Commercially manufactured versions of the cartridge would theoretically already have these reagents encapsulated on board such that the cartridge could be stored in a refrigerator for up to three months without any degradation in quality or performance of the chemicals.
The researchers also improved the microfluidic circuitry of their system to address a previous problem they had encountered transferring sample between the plastic sample prep and PCR module and the glass CE module of their device, which would often cause a significant portion of the multiplexed amplicon to be lost.
The researchers also described changes to chip design to achieve "highly reliable metering and reduce evaporative loss during PCR thermal cycling," they wrote in their paper.
"Right now we're doing a lot of optimization," Zenhausern said. "The first step was, 'OK, can we do the workflow integration?' And the answer is yes, and we were among the first to demonstrate that. Now other people are also doing that."
"In the Analyst paper we are trying to address now beyond proof of concept: How do you integrate the system in terms of transferring that assay chemistry typically into a microfluidic platform … and how do you approach fabrication for making the device, et cetera?" he added.

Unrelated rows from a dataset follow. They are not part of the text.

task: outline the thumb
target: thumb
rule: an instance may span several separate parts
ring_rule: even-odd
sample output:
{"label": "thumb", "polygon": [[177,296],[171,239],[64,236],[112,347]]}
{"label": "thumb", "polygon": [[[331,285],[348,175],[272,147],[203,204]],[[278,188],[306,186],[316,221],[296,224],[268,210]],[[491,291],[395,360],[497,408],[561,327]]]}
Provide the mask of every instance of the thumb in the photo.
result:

Although much of the group's early work predated that of its competitors, Zenhausern admitted that "we have not been publishing much in the past year because of developments" with former collaborative partner, the UK Forensic Science Service, or FSS, which was UK government-owned company that provided forensic science services to UK police forces.
Under an EU Seventh Framework Program grant, the Arizona team and FSS were working with several other EU-based forensics groups to develop a prototype system for eventual deployment in various EU countries.
However, the FSS in March of this year underwent a reorganization that essentially broke the company into pieces, some of which were dispersed throughout various UK-based law enforcement agencies, Zenhausern said.
"That was a big deal," Zenhausern said. "They have been re-integrated in some capacity within the police forces … but they have in a way been dismantled from their operation the way it was before."
As such, the Arizona team was left to take over the development of its forensic analysis platform on its own, and is currently seeking corporate collaborators or investors in Europe or the US that might be able to help shepherd the system to market. The group is also considering building a startup company to commercialize the system.
In the meantime, they will continue to enhance the platform to keep up with current needs in forensic analysis, Zenhausern said. Chief among these improvements is the addition of real-time PCR capability, which would make the platform more conducive to dealing with casework samples such as blood-stained materials, as opposed to the buccal swab samples for which it is currently optimized.
"For the casework, we are integrating real-time PCR with the concept of still using CE as the endpoint, because you want to have a profile compatible with CODIS," Zenhausern said, adding that the group will publish its efforts in this area soon, and will present some early results at Select Biosciences' Lab-on-a-Chip World Congress later this month in San Diego.
The researchers have also been working with a group at Duke University and its Fitzpatrick Institute for Photonics to explore the use of surface-enhanced Raman spectroscopy for detection "so we can have a much more compact, portable device for things like pathogen detection," Zenhausern said.